Working with the K’ómoks Nation towards Q’waq’wala7owkw on their unceded territory.

Working with the K’ómoks Nation towards Q’waq’wala7owkw on their unceded territory.

Technician Report – Tuesday, November 2nd

Vortexing ~ By Z. Cilliers

Happy Technician Tuesday! Our team had the opportunity to assist Virginia East with forage fish sampling at Point Holmes beach earlier this year.

Forage fish are an essential prey item in the Pacific Ocean food chain. This group is made up of species such as herring, surf smelt, and Pacific sand lance. Forage fish provide nutrients for salmon species, which in turn support the diets of charismatic ocean mammals like Orcas and sea lions.

Measuring the presence and abundance of forage fish is useful for restoring and protecting habitat that can sustain salmon populations. Surf smelt (SS) and Pacific sand lance (PSL) are beach spawners, meaning they lay their eggs in sediment with a specific size and coarseness. Project Watershed’s Forage Fish Project tests beach sediment for SS and PSL eDNA (environmental DNA) and eggs. This information is used to map forage fish habitat for protection and restoration.

The technician team met Virginia at the beach site and set up two intersecting transects, one down a length of the beach and the other from the water’s edge to the road. Air and water temperatures were taken, weather and tide height were observed, and the date was recorded. Samples of sediment were randomly taken along the lengthwise transect, labelled, and bagged for eDNA lab testing. A sight was then used to measure the slope of the beach every ten meters down the cross transect.

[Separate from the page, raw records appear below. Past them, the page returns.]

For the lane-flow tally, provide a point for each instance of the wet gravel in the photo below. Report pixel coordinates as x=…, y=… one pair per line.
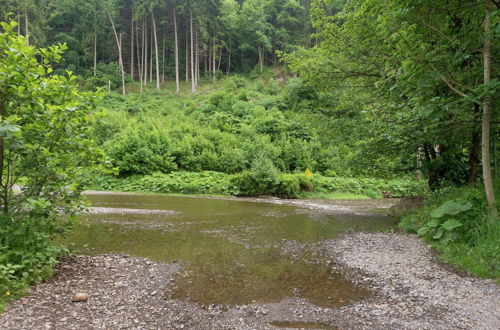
x=411, y=290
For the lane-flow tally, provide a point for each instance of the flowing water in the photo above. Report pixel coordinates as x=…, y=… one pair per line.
x=230, y=250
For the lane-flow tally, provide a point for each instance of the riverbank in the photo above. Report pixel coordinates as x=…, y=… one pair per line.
x=297, y=185
x=410, y=289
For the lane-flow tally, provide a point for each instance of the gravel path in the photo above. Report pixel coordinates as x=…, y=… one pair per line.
x=411, y=290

Random samples were also taken along the lengthwise transect for egg detection. This sample was brought back to the lab. The potential eggs were separated by sieving, vortexing (a reverse gold panning method), and viewed under the microscope. This particular group of samples did not contain SS or PSL eggs.

With the help of the Healthy Watersheds Initiative funding Project Watershed has hired environmental technicians to assist with our projects over the summer and early fall. The Healthy Watersheds Initiative is delivered by the Real Estate Foundation of BC and Watersheds BC, with financial support from the Province of British Columbia as part of its $10-billion COVID-19 response. Jamie Lund, one of these technicians, will be posting a brief report every Tuesday to update the Project Watershed community on what they have been up to.